In Sarawak, ownership in multilevel or multi-storey buildings such as apartments or condominiums is known as the strata title. The strata title ownership is governed by the Strata Title Ordinance 1995, the main piece of legislation in this area.
Generally, you not only own your unit, but you also co-own the common properties such as lifts, staircases, foyers, gardens, car parks etc – the size of your ownership on the common properties depends on the built-up size of your unit.
Strata title can only be issued upon approval of application for subdivision of the building, approval of strata title survey, payment of necessary fees and formation of a Management Corporation (MC). The time frame given for compulsory application for strata title is upon expiry of six months after the sale of the first parcel in the building or six months from the date of completion of the building approved for subdivision.
As such, the issuance of the strata titles for the owners may take some time, in view of the various processes involved with the relevant authorities.
Before strata title is issued and the formation of the Management Corporation (MC), the developer is responsible to manage the building and its common property. After issuance of the strata title, this responsibility falls under the MC.

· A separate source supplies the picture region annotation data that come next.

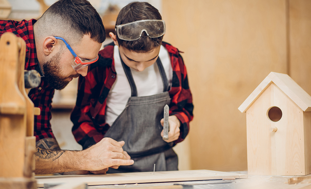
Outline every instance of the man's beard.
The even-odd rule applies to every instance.
[[[61,68],[59,66],[60,54],[61,52],[59,52],[43,64],[45,80],[51,87],[56,90],[62,90],[67,86],[70,81],[65,80],[69,77],[77,77],[80,76],[77,74],[67,77],[61,76]]]

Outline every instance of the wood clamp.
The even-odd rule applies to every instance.
[[[7,32],[0,38],[0,188],[37,188],[34,104],[25,89],[26,44]]]

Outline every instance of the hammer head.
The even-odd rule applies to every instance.
[[[166,104],[164,107],[164,123],[163,125],[163,135],[162,138],[163,140],[168,140],[169,139],[169,108]]]

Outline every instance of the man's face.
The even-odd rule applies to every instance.
[[[64,46],[43,65],[45,79],[52,87],[58,90],[63,89],[73,78],[86,75],[88,67],[75,70],[71,64],[74,58],[64,44]],[[78,45],[71,46],[78,56],[86,59],[96,57],[101,46],[99,43],[85,35]]]
[[[143,71],[153,64],[159,56],[160,46],[146,53],[137,53],[119,46],[121,58],[127,66],[137,72]]]

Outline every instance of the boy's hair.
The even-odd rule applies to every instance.
[[[133,2],[123,7],[117,18],[116,25],[137,20],[162,19],[158,9],[147,2]],[[116,33],[119,45],[130,51],[137,52],[147,52],[162,44],[163,36],[158,37],[150,37],[144,31],[138,39],[125,41],[120,39]]]
[[[77,44],[85,35],[99,43],[106,39],[100,17],[86,0],[60,0],[51,6],[35,25],[38,37],[63,37],[71,46]]]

All unit owners are in fact, members of the MC and have a say in how the building is managed. The MC will also elect a Council to run the daily affairs of the building for the MC.
As the Council elected by the MC performs the property management function, it is important for the Council members to be competent and vigilant. Alternatively, MCs can appoint a professional property manager to provide property management services to the development.

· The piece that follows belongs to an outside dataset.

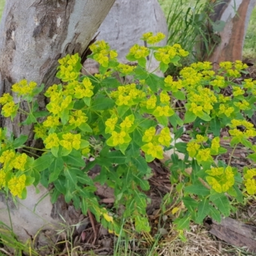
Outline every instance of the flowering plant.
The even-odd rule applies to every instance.
[[[26,102],[28,110],[4,93],[0,98],[1,113],[12,120],[17,113],[26,115],[20,125],[33,124],[35,138],[42,140],[44,148],[37,151],[42,154],[32,156],[35,153],[25,144],[28,136],[15,139],[1,129],[1,188],[25,198],[26,186],[41,182],[47,188],[52,183],[52,203],[63,194],[67,202],[72,201],[84,214],[89,209],[109,230],[119,234],[118,218],[99,204],[94,193],[95,182],[106,184],[114,189],[115,206],[125,206],[124,217],[135,223],[137,231],[149,231],[148,198],[143,192],[149,189],[147,162],[163,159],[164,151],[173,147],[170,182],[181,195],[175,221],[178,229],[187,228],[190,220],[202,223],[207,215],[220,221],[221,214],[230,214],[228,196],[242,202],[254,195],[256,168],[252,167],[256,146],[250,138],[256,131],[246,118],[256,109],[256,83],[251,79],[234,83],[247,66],[239,61],[223,62],[215,72],[211,63],[198,62],[182,69],[176,80],[159,77],[146,68],[147,58],[154,56],[164,72],[170,63],[180,65],[180,58],[188,54],[179,44],[156,46],[163,38],[161,33],[143,35],[142,39],[151,46],[135,45],[127,56],[138,65],[118,63],[116,52],[107,43],[96,42],[88,56],[100,65],[99,74],[94,76],[81,73],[77,54],[60,60],[56,76],[61,83],[45,92],[49,99],[47,111],[38,111],[36,101],[44,84],[26,80],[13,84],[12,92]],[[231,96],[223,93],[228,86]],[[185,101],[184,107],[177,107],[179,100]],[[176,143],[188,123],[193,124],[190,141]],[[216,157],[227,152],[220,138],[225,127],[233,152],[239,144],[250,152],[252,164],[244,168],[243,175],[232,166],[232,155],[228,163]],[[179,152],[184,159],[179,159]],[[100,172],[92,179],[88,173],[96,164]],[[189,173],[186,172],[189,167]]]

There are 4 main differences – for landed properties, you would need to spend more time in maintaining the areas surrounding your property such as your garden etc, while for the latter, the common areas such as gardens, walkways, lifts/stairways are maintained by the MC. You are only responsible for your own unit.
Another important difference is that for apartments/condominiums, there is a dedicated team of security personnel overseeing safety and security of residents – access to all areas are normally via key cards which are given only to its residents. As such, residents can enjoy a greater peace of mind.
Thirdly, apartment and condominium developments generally come with various facilities for their residents, such as parks, swimming pool, gym, car parks etc.
Lastly, all residents would need to abide by a set of rules and regulations to facilitate harmonious community living. These rules and regulations, normally called the House Rules or the Residents’ Manual contain the do’s and don’t’s while residing within the development – the rules and regulations cover aspects such as payment of management fees, renovation hours, car park usage and many more.
When you buy a strata title property, you need to execute a document called the Deed of Mutual Covenant (DMC). A DMC contains the rules and regulations in relation to the rights and liabilities of all unit owners and the MC.
The management fee paid is to be used for maintenance of the building and common properties, a portion of which would also be saved for long term capital expenses as the building ages, such as for painting the building, plumbing etc. The amount of fees to be paid depends on the built-up area of your unit and various other factors relating to usage of the development.
It is important to pay this fee to ensure that the building and its common property/common facilities are properly maintained.